Ce n'est pas un faux bruit, que quelqu'un s'est perce le pied en nageant. Alexinus, pendant qu'il passe à la nage d'une rive à l'autre, rencontre un roseau et s'ensevelit dans les eaux de l'Alphée.

On a quelques ouvrages d'Alexinus, outre des lettres à Zénon le philosophe, et à Éphore l'historien. Un autre sectateur d'Eubulide est Euphante d'Olynthe, qui a fait l'histoire de son temps et plusieurs tragédies fort approuvées. II fut chargé de l'éducation du roi Antigone, à qui il dédia un traité sur la royauté, aussi curieux qu'utile. Euphante mourut de vieillesse.

[111] Il eut un grand nombre de condisciples, entre autres Apollonios Cronos.
Diodore d'lasus, fils d'Amène, fut surnommé Cronos, ce qui donna occasion à Callimaque de le tourner en ridicule.

Momus lui-même, dit-il dans ses épigrammes, n'a pas manqué d'afficher aux carrefours que Cronos est doué de sagesse.

Quelques uns croient que ce dialecticien inventa la manière d'argumenter qu'on appela cornue et embarrassante. Dans le temps qu'il vivait à la cour de Ptolémée Soter, Stilpon lui proposa quelques difficultés dans la dialectique, dont il ne put donner la solution sur-le-champ. Le roi, à qui il avait déplu sur quelque autre chose, lui en témoigna du mécontentement, et l'appela Cronos (02) par moquerie.

[112] Diodore quitta là-dessus la compagnie, se mit a écrire sur la proposition de Stilpon, et prit la chose si à cœur, qu'il en mourut de chagrin. Voici l'épigramme que j'ai faite pour lui :

Diodore Cronos, quel esprit malin te porte à abréger tes jours? Tu hésites sur les énigmes de Stilpon. On te blâme d'être vaincu sur la doctrine et tu te laisses vaincre à la douleur. Cronos, tu es à juste titre ce que signifie ton nom, si on en ôte les lettres C et R (03).

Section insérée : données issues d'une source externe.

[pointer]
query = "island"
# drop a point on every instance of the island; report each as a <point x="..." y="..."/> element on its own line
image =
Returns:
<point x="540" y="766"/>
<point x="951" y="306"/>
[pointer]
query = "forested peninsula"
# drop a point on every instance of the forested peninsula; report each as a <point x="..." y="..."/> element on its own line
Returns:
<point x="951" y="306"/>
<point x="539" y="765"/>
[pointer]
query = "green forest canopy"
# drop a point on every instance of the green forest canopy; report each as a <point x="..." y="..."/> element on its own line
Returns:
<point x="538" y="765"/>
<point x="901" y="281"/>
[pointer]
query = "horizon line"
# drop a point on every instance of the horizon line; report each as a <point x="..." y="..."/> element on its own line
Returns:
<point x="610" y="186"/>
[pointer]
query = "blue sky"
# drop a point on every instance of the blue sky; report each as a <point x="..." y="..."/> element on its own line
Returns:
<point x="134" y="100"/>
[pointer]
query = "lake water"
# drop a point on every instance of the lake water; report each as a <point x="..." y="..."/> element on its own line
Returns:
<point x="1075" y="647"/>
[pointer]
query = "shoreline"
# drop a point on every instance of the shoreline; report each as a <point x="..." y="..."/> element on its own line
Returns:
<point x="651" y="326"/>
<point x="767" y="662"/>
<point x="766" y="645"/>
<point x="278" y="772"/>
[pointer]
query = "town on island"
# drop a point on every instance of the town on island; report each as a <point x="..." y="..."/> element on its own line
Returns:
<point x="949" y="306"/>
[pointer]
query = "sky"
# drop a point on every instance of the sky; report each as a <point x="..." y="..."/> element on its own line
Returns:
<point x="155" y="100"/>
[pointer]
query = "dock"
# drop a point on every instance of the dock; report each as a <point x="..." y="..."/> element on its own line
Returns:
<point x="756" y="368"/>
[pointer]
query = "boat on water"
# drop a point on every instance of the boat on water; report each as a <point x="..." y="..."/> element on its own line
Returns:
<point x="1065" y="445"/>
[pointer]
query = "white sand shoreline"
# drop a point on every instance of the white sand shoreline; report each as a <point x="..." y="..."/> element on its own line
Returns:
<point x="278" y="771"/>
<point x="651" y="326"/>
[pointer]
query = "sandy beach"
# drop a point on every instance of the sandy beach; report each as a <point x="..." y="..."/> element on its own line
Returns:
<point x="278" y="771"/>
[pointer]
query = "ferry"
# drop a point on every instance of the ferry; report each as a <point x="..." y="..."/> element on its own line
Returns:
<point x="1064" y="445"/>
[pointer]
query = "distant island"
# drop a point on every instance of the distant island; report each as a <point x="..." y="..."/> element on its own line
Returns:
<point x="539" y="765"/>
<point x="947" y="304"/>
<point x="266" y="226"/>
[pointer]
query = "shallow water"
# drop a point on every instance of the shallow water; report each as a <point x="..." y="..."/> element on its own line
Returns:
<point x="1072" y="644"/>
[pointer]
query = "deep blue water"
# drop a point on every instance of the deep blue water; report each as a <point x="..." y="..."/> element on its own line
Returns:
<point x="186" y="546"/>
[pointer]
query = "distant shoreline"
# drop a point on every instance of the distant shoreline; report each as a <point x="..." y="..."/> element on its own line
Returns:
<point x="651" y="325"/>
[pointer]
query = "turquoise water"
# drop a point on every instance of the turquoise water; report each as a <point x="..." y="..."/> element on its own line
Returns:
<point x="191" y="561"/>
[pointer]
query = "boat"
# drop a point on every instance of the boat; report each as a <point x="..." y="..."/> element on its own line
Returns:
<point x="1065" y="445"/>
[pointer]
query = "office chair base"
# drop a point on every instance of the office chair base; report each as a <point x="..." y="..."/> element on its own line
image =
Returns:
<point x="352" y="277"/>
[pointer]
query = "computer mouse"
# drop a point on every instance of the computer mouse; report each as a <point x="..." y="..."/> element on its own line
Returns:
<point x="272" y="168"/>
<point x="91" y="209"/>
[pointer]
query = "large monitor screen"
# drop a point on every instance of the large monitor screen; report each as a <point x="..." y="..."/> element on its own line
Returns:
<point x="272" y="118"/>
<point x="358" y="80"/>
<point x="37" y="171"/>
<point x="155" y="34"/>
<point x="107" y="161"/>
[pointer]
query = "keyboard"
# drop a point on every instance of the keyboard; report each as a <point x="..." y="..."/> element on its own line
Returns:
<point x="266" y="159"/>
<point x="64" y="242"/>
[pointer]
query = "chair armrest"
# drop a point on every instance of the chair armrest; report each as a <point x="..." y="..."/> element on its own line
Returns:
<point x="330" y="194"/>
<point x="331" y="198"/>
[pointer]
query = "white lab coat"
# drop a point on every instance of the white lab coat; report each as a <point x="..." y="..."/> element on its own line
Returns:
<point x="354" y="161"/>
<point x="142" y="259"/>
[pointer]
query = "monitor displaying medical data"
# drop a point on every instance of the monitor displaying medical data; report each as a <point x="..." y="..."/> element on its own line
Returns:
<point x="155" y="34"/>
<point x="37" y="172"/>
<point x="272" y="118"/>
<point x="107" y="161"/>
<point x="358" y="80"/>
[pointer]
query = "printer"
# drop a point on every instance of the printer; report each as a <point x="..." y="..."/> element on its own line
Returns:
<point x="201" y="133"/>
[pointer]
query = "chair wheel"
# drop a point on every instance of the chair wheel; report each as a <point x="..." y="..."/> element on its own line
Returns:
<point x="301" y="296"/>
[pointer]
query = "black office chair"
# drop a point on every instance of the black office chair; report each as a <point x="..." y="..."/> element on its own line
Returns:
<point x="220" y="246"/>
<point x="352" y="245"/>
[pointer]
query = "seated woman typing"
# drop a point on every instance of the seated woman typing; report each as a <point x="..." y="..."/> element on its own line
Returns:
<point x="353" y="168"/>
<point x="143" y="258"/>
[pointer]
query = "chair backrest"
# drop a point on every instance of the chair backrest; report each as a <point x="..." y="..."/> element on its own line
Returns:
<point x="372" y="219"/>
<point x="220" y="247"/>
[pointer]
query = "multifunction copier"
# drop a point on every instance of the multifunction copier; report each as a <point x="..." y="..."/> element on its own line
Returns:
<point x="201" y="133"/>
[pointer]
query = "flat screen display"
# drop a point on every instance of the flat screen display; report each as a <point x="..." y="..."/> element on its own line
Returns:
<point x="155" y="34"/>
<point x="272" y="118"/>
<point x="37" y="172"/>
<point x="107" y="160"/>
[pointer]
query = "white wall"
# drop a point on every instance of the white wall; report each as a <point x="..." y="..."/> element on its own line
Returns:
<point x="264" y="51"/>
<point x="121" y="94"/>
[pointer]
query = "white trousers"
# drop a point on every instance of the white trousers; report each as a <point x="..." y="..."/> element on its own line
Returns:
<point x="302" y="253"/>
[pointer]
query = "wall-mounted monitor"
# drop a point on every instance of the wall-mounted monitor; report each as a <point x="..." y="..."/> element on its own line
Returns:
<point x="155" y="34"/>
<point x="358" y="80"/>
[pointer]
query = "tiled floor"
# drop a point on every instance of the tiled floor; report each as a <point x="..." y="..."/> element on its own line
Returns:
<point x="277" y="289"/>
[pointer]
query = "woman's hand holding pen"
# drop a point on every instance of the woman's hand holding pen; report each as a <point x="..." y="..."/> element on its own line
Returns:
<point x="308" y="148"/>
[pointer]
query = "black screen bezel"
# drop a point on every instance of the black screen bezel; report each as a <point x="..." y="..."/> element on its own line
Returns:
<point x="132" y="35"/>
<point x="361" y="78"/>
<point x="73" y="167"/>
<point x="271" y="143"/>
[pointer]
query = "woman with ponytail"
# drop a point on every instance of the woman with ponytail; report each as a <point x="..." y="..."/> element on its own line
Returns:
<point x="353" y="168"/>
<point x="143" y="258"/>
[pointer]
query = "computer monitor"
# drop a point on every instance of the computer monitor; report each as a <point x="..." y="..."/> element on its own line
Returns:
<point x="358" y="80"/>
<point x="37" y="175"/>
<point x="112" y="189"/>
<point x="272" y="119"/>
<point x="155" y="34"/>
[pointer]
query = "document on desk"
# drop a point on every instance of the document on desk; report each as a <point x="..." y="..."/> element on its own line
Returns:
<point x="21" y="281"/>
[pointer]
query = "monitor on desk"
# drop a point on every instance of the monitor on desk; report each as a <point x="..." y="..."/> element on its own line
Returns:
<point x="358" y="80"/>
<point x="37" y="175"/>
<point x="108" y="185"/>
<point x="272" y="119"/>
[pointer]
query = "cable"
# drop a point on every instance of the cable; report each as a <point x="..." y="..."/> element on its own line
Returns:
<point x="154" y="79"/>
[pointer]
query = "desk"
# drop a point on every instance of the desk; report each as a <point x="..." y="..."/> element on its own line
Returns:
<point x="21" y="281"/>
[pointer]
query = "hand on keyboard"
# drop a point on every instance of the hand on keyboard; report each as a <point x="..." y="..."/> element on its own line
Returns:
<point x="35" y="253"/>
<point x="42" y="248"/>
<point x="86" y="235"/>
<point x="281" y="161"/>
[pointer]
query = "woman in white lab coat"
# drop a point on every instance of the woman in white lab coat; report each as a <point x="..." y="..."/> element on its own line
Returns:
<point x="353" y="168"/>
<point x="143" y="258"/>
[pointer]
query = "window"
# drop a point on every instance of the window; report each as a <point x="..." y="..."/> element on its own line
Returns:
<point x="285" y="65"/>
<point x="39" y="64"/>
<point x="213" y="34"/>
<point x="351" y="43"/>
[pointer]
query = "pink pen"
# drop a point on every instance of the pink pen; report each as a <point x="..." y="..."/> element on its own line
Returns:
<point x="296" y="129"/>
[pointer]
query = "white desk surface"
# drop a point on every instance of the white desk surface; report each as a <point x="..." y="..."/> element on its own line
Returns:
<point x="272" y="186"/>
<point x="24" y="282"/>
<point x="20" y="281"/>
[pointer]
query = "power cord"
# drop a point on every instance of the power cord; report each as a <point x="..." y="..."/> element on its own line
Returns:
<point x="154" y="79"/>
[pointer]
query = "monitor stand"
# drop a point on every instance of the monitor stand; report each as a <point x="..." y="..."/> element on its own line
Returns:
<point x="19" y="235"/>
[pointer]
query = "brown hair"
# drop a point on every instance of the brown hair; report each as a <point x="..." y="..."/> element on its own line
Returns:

De l'école d'Eubulide sortirent encore Ichthias, fils de Métallus et homme de mérite, à qui Diogène le cynique adressa un dialogue ; Clinomaque de Thurium, qui écrivit le premier des propositions, des prédicames et des autres parties de la logique ; Stilpon de Mégare, célèbre philosophe, dont nous allons donner la vie.
 

(01) Comme tout cela ne sont que des propositions captieuses, nous n'avons point cru devoir charger cet endroit d'une longue explication de ces noms qui se trouve dans les notes de Ménage.
(02) Cronos en grec signifie le temps ; c'était pour lui reprocher qu'il lui en fallait beaucoup pour répondre.

(03)
En ôtant du mot Cronos le C et le R. Il reste Onos qui signifie âne, et qui était une épithète qu'on donnait à ceux, qui, à un certain jeu de boule, ne sautaient pas assez légèrement. Voyez le Thrésor d'Estienne.